The internal fixation of proximal humerus fractures with either CFR-PEEK or titanium led to clinical improvement 6 months after surgery. No clinical or radiological difference in outcomes was seen between the two groups. Because of the study design, however, the equivalence of the two interventions was not con- clusively demonstrated; a non-inferiority study would have been needed for this purpose.

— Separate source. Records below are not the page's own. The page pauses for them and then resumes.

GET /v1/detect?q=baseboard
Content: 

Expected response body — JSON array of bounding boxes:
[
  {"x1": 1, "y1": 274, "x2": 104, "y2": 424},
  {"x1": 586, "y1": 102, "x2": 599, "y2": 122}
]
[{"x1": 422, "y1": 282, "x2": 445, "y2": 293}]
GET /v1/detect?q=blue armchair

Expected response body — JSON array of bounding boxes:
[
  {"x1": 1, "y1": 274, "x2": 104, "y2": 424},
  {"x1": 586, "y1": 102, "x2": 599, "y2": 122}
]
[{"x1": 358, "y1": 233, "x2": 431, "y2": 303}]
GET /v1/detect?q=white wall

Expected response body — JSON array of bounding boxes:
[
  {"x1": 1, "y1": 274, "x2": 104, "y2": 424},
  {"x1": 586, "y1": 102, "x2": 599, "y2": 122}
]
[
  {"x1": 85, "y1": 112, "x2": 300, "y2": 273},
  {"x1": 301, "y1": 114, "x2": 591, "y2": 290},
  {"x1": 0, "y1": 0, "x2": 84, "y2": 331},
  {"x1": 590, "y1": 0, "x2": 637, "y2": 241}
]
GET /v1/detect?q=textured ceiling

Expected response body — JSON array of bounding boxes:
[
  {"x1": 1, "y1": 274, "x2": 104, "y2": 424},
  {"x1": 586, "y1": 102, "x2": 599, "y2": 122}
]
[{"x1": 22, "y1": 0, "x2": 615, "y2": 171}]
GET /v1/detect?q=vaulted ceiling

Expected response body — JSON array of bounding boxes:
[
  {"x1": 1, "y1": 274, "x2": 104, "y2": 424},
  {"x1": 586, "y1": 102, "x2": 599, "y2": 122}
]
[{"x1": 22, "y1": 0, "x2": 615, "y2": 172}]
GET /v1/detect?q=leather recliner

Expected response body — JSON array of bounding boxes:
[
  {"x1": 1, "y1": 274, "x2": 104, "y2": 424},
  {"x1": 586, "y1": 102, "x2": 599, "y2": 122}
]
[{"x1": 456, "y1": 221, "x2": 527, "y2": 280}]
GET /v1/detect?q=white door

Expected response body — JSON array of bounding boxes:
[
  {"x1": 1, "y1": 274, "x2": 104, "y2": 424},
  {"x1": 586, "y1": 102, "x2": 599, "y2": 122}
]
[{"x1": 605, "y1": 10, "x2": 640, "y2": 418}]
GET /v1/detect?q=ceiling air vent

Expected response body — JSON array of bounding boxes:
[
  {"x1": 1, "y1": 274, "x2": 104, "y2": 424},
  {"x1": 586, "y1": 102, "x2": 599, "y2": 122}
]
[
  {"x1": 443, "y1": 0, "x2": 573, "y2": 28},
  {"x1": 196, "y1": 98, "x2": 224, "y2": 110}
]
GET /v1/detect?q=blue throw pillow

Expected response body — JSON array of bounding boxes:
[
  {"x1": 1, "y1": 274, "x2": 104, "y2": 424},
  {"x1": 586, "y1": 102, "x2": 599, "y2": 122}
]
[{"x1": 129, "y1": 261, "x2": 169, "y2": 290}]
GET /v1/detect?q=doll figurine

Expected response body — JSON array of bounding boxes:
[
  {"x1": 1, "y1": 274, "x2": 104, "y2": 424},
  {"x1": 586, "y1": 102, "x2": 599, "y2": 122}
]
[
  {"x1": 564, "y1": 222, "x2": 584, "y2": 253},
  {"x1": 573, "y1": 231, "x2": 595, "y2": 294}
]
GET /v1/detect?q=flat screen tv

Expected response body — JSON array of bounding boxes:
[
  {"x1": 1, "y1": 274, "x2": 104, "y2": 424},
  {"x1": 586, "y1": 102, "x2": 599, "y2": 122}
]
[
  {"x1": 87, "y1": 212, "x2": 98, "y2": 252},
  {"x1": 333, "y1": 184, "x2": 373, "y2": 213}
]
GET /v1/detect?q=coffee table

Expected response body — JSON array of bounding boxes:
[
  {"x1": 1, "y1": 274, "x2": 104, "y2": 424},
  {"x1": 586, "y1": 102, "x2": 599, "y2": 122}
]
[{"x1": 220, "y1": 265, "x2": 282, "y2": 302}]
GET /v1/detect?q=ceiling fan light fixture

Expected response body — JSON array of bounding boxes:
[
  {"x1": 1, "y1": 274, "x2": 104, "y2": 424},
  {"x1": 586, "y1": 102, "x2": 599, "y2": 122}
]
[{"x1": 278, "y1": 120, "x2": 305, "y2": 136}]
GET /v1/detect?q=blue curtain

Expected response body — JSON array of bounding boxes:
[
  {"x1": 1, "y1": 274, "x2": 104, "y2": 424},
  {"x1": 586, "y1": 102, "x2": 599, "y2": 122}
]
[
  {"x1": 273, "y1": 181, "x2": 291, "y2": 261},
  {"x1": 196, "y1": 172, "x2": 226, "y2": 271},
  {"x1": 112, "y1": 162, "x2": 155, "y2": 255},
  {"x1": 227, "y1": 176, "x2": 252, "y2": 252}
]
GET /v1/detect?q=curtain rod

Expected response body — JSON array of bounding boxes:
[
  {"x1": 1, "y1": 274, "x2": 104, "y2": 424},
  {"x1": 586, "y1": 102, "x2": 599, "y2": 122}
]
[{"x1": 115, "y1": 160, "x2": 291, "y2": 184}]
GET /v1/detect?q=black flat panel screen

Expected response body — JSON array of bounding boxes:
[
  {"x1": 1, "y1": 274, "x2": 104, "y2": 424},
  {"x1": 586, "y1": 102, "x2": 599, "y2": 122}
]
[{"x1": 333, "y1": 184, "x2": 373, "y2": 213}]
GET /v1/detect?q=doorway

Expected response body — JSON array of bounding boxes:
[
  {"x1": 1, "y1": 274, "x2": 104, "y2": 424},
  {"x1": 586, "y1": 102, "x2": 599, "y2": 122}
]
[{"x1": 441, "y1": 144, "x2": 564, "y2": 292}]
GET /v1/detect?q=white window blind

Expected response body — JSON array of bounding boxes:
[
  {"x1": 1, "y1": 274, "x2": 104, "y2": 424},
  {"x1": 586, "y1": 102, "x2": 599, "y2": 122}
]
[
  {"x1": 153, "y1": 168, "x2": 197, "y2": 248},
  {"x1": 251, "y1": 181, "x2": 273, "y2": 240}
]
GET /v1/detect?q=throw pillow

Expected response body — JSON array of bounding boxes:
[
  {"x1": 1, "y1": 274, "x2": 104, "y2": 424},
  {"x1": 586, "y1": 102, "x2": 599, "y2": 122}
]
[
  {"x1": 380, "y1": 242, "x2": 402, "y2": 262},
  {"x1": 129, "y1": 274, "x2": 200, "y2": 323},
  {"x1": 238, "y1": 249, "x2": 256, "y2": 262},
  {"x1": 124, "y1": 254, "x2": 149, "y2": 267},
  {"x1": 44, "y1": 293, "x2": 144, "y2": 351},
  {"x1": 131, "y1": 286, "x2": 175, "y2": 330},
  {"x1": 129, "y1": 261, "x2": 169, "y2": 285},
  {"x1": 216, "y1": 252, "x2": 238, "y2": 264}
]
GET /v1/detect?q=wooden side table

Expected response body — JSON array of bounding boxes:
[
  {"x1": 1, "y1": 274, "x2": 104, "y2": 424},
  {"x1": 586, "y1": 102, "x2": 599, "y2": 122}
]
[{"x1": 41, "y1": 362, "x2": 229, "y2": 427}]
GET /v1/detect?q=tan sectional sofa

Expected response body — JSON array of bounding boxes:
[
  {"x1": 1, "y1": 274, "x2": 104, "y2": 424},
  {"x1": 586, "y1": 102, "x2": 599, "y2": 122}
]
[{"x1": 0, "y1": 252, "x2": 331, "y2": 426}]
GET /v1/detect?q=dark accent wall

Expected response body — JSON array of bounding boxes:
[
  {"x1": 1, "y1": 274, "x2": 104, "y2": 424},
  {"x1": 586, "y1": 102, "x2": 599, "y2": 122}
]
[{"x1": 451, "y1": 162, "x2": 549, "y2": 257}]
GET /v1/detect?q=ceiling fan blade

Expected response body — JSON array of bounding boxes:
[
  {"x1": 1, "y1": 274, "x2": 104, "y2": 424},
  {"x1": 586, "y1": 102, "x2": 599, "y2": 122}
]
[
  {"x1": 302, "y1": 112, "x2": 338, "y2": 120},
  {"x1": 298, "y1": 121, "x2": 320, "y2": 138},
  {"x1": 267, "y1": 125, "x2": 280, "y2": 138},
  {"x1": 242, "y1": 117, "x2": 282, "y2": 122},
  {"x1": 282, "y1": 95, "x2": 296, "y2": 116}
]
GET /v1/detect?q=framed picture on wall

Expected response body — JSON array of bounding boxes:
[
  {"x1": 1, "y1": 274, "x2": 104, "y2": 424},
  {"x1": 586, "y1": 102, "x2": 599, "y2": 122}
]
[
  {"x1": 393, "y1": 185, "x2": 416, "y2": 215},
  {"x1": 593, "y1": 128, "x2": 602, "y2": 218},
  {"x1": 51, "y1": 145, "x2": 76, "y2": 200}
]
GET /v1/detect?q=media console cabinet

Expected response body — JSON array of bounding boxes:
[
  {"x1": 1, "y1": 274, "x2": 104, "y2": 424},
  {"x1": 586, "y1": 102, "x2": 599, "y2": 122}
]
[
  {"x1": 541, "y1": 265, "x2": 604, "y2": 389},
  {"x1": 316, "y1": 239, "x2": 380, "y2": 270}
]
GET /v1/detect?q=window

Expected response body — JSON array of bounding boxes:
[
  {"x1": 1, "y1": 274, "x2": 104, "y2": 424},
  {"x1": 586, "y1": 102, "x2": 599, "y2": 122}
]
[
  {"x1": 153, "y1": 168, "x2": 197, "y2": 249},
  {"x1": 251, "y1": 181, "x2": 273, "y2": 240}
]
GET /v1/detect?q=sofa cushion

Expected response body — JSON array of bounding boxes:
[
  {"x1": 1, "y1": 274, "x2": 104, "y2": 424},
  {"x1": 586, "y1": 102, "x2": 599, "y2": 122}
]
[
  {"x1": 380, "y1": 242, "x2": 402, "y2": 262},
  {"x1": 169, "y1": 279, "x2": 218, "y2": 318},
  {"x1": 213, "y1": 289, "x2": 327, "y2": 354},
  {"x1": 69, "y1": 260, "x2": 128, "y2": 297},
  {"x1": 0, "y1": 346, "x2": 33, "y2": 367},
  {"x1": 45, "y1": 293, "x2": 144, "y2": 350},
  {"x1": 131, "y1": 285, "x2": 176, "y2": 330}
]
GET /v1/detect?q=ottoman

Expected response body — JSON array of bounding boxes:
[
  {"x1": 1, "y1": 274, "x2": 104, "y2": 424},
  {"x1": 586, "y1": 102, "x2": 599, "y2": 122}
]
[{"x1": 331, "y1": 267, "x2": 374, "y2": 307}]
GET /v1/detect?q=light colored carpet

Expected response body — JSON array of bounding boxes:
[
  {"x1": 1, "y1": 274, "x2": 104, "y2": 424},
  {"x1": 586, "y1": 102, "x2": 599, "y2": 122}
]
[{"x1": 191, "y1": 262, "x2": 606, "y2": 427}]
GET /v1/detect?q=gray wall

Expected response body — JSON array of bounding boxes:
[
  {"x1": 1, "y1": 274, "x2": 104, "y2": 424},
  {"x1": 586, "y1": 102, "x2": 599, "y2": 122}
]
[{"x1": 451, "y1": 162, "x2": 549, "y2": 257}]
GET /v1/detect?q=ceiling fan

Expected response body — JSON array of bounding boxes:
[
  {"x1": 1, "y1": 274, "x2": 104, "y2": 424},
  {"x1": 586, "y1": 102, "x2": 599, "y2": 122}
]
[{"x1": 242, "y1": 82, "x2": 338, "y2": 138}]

Validation of a novel blinding method for measuring postoperative knee articular cartilage using magnetic resonance imaging

OBJECTIVES

To test PEEK implant-associated MRI artifacts, a method for blinding MRI readers, the repeatability of cartilage thickness measures before and 6 weeks after high tibial osteotomy (HTO), and the sensitivity to change of cartilage thickness 12 months after HTO.

MATERIALS AND METHODS

Ten patients underwent HTO using a PEEK implant and 3 T-MRI before, 6 weeks and 12 months after surgery. Masks were applied to hide implant visibility on 48 MRI pairs, which were assessed by 7 readers (blinded to time). One blinded reader measured femorotibial cartilage thickness from masked MRIs.

RESULTS

No artifacts were produced. Readers were unable to identify scans by time greater than by chance. Cartilage thickness before and 6 weeks after surgery was not significantly different and indicated excellent repeatability. Medial cartilage thickness increases 12 M postoperatively approached statistical significance (p = 0.06), with no lateral changes observed. Half of the participants had an increase in medial cartilage thickness at 12 M that exceeded the minimal detectable change. Standardized response mean values were moderate-to-large.

DISCUSSION

Postoperative measures of cartilage thickness are repeatable, consistent and sensitive to change when artifact is eliminated, and a validated blinding technique is used. These results provide proof of concept for accurately measuring increases in medial knee articular cartilage after medial opening wedge HTO.